Create a comprehensive context document for an existing open-source Python project. Pick any project with 20+ files. Your document should include: - Architecture overview - Module summaries - Key abstractions and patterns - Dependency map - Naming conventions - Import conventions

Test the document by using it to generate a new feature with AI assistance.

Exercise 24: Import Cycle Detector

Build a Python tool that: - Scans a directory of Python files - Parses import statements from each file - Builds a directed dependency graph - Detects and reports any circular dependencies - Suggests which imports to restructure to break cycles

Tier 5: Challenge (Exercises 25-30)

These exercises integrate concepts from multiple chapters and push beyond the material covered in this chapter.

Exercise 25: Automated Context Optimizer

Build a tool that, given a task description and a codebase, automatically determines the optimal set of files and file fragments to include as context for an AI prompt. The tool should: - Parse the task description to identify key entities (models, services, endpoints mentioned) - Map those entities to files in the codebase - Determine the minimum set of context needed (interfaces vs. full files) - Estimate the token count and flag if it exceeds a configurable limit - Output a formatted context block ready for use in a prompt

This integrates Chapter 9 (Context Management) with this chapter's techniques.

Exercise 26: Multi-Agent Codebase Modification

Design (and optionally implement) a system that uses multiple AI sessions working in parallel to make a cross-cutting change to a codebase. The system should: - Take a high-level change description - Analyze the codebase to determine affected files - Split the work into independent workstreams - Generate a context package for each workstream - Execute the workstreams (potentially in parallel) - Verify consistency across all changes

This integrates Chapter 12 (Advanced Prompting) and previews Chapter 38 (Multi-Agent Systems).

Exercise 27: Enterprise Codebase Simulation

Create a simulated enterprise codebase (50+ files across 5+ packages in a monorepo structure) using AI. Then: - Generate a comprehensive repository map - Create tiered context documents (Tier 1 through Tier 4) - Use these documents to successfully add a new cross-cutting feature - Measure and report: number of prompts needed, consistency issues found, total tokens consumed

Exercise 28: Legacy Code Modernization Pipeline

Design and implement a pipeline that uses AI to modernize legacy Python code: 1. Analyze a legacy module and generate documentation 2. Create a modernization plan 3. Generate modernized code that maintains the public API 4. Generate tests that verify the modernized code matches the original behavior 5. Verify consistency between old and new versions

Test on a real legacy Python file (Python 2 style, no type hints, no docstrings).

Exercise 29: Team Convention Enforcement System

Build a system that: - Reads a team's coding conventions from a configuration file - Scans AI-generated code for convention violations - Generates corrective prompts that can be sent to an AI to fix violations - Tracks convention adherence over time (per developer, per module, per sprint)

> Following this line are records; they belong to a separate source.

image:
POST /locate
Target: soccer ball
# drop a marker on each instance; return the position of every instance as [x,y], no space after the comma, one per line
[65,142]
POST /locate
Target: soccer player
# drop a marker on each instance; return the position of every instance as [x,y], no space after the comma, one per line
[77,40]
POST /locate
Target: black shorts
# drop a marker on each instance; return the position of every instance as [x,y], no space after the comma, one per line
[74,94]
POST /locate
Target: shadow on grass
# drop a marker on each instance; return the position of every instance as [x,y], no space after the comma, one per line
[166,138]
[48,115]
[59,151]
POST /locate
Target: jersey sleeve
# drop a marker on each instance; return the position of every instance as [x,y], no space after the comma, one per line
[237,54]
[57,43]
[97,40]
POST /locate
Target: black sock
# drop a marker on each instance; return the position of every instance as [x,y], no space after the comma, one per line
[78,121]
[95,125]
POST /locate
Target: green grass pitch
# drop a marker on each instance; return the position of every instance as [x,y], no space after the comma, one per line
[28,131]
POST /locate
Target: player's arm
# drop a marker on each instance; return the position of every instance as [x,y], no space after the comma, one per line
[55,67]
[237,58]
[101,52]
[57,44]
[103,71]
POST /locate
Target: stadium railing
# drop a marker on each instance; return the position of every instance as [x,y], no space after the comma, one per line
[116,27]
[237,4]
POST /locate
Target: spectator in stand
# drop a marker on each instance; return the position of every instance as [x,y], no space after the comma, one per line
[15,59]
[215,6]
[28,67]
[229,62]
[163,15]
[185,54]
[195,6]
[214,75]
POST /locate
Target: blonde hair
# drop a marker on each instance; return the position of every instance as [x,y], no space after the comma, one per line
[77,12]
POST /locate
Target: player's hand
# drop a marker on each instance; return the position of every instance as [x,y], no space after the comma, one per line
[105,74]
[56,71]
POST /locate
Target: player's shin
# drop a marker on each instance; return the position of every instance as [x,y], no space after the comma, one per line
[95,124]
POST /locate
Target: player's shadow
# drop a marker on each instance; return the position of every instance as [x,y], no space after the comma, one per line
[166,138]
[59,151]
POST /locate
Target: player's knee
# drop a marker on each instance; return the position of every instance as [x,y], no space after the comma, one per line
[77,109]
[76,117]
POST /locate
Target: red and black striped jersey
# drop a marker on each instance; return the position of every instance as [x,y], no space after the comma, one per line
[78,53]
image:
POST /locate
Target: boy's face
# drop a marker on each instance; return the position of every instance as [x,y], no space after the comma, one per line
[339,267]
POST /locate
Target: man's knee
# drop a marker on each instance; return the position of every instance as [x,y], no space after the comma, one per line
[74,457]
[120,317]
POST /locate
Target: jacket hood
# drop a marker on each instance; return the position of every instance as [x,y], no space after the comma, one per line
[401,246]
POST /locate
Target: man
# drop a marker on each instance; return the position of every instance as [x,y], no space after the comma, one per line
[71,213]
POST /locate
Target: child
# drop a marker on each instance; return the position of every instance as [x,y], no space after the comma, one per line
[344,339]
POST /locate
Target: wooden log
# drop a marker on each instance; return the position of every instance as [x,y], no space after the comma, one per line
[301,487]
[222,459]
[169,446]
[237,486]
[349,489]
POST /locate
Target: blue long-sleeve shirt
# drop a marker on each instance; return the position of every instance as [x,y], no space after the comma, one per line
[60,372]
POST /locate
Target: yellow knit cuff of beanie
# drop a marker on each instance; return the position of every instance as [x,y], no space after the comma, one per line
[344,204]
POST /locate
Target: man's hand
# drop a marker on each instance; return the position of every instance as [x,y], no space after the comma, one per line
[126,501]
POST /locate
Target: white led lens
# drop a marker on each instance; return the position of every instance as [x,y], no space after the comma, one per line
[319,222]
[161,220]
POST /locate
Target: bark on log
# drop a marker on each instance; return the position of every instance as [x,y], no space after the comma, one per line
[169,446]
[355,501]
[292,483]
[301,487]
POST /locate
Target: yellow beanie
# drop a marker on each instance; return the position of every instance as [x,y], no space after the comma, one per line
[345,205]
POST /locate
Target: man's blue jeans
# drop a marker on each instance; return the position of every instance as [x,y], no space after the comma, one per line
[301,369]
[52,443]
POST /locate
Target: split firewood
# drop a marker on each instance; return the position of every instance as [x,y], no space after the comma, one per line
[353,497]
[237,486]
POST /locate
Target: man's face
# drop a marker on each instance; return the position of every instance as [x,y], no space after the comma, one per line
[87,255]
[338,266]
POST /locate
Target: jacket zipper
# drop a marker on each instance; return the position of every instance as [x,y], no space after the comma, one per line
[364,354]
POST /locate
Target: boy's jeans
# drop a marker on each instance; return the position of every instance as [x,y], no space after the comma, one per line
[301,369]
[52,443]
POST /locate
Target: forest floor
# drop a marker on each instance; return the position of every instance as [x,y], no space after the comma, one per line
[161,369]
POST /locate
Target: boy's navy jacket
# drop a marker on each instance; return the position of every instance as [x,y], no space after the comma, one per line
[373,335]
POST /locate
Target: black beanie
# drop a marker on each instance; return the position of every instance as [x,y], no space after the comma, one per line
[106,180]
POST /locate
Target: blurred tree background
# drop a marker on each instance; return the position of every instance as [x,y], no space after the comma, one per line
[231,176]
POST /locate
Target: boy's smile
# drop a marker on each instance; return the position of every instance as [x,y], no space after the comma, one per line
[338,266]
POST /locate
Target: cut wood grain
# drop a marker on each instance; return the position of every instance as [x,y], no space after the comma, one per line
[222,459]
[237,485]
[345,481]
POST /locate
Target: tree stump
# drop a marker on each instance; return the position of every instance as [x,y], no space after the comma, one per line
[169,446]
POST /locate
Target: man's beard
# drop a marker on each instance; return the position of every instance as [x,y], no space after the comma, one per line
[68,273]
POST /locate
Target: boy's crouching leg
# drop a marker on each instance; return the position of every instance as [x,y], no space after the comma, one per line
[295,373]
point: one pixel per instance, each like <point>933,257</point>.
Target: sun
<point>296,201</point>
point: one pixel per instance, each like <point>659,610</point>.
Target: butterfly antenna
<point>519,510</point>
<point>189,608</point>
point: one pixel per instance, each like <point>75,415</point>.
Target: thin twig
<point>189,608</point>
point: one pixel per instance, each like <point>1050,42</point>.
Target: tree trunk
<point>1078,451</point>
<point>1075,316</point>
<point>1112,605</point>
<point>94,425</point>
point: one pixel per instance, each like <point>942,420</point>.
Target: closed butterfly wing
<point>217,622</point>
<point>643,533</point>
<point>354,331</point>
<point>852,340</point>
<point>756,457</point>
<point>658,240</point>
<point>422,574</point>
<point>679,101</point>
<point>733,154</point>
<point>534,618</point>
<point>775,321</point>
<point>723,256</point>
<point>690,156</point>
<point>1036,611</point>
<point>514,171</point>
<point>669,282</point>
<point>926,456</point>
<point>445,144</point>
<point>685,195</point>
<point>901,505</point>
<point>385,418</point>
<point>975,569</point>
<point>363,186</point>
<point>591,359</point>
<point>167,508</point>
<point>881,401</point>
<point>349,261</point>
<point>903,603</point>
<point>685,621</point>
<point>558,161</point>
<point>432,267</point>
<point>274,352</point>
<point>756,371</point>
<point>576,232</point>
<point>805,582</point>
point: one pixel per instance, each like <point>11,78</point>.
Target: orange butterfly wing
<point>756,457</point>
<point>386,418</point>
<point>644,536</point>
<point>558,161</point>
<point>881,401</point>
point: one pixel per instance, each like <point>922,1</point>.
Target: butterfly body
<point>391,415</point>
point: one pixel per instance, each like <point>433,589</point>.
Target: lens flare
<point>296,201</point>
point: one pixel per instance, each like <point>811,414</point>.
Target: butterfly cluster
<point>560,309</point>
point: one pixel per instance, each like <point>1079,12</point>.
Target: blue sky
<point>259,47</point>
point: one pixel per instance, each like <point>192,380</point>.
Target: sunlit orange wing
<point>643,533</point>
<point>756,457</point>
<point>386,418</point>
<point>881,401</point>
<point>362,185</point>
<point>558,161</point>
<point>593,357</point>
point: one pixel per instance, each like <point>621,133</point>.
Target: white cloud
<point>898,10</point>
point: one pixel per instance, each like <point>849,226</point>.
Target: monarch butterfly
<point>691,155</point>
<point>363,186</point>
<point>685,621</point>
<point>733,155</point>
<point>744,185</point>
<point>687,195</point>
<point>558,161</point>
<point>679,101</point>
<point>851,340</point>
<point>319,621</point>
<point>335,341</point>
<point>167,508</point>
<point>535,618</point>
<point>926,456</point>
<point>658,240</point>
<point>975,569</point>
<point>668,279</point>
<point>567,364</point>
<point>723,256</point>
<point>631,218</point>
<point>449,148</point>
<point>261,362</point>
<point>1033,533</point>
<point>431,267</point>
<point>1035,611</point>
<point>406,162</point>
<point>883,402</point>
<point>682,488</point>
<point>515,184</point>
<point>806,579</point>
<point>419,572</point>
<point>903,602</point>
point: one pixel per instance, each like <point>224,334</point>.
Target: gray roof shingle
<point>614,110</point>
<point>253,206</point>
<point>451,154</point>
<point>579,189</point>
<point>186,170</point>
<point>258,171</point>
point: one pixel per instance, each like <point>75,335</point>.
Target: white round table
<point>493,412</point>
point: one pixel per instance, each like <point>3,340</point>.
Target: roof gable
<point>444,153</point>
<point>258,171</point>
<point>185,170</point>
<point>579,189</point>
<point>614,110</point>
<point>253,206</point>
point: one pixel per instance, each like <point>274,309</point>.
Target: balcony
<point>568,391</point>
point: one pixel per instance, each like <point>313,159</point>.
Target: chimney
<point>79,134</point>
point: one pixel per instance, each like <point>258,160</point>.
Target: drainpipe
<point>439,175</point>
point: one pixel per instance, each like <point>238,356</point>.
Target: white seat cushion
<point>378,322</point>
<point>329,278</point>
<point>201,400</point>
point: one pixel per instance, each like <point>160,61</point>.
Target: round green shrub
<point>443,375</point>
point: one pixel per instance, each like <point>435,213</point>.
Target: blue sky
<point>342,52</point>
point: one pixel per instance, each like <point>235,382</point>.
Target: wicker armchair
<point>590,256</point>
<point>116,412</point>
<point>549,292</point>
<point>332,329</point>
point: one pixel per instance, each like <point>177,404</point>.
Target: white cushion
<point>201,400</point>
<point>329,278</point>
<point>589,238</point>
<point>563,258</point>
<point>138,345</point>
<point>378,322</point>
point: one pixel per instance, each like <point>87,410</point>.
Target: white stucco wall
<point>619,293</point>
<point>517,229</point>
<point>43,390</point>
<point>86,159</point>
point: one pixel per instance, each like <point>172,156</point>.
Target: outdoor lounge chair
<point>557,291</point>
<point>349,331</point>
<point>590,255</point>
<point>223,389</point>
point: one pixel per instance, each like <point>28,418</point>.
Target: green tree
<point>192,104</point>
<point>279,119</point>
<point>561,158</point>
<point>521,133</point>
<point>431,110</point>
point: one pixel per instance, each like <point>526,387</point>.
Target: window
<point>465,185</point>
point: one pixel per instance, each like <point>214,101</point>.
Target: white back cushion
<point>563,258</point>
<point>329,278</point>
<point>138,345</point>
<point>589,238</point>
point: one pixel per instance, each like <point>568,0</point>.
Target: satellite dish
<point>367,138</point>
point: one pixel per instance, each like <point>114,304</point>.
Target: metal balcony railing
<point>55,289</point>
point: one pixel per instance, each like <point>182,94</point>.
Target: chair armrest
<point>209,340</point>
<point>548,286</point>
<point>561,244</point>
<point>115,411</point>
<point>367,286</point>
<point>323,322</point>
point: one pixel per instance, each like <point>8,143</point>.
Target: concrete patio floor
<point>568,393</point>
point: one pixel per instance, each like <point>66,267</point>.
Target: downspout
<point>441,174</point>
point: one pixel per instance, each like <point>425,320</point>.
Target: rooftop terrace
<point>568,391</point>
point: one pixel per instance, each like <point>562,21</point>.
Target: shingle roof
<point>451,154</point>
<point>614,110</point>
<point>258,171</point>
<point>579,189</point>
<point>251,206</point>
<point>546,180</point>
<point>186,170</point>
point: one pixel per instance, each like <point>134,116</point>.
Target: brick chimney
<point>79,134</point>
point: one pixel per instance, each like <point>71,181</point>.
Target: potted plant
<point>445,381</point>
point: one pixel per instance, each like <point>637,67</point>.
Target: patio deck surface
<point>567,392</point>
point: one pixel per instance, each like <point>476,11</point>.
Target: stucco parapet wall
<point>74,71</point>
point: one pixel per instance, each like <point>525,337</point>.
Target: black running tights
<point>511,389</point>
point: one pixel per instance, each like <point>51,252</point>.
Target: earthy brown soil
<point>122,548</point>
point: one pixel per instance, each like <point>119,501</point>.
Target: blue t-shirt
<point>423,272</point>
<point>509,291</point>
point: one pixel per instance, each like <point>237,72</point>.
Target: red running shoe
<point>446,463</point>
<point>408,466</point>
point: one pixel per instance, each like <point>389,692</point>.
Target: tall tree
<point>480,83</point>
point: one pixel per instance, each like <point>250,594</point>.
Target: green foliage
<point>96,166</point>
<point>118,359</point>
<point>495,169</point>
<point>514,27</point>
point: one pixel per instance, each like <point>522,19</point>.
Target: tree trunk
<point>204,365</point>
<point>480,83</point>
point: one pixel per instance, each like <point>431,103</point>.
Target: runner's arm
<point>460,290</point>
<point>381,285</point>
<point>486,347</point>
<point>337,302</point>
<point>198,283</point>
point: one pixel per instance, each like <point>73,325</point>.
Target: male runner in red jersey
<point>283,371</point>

This integrates Chapter 25 (Design Patterns and Clean Code) with this chapter.

Exercise 30: Repository Understanding Benchmark

Create a benchmark for measuring how well AI understands a codebase. The benchmark should: - Take a real codebase as input - Generate a set of questions about the code (e.g., "What happens when a user with an expired token makes a request?", "Which module handles database connection pooling?") - Generate correct answers from manual analysis - Measure AI accuracy with different context strategies (full code, repository map only, interface-only, tiered) - Report which strategies yield the best comprehension for the least context cost

This is a research-oriented exercise that integrates Chapter 9, this chapter, and Chapter 7 (Understanding AI-Generated Code).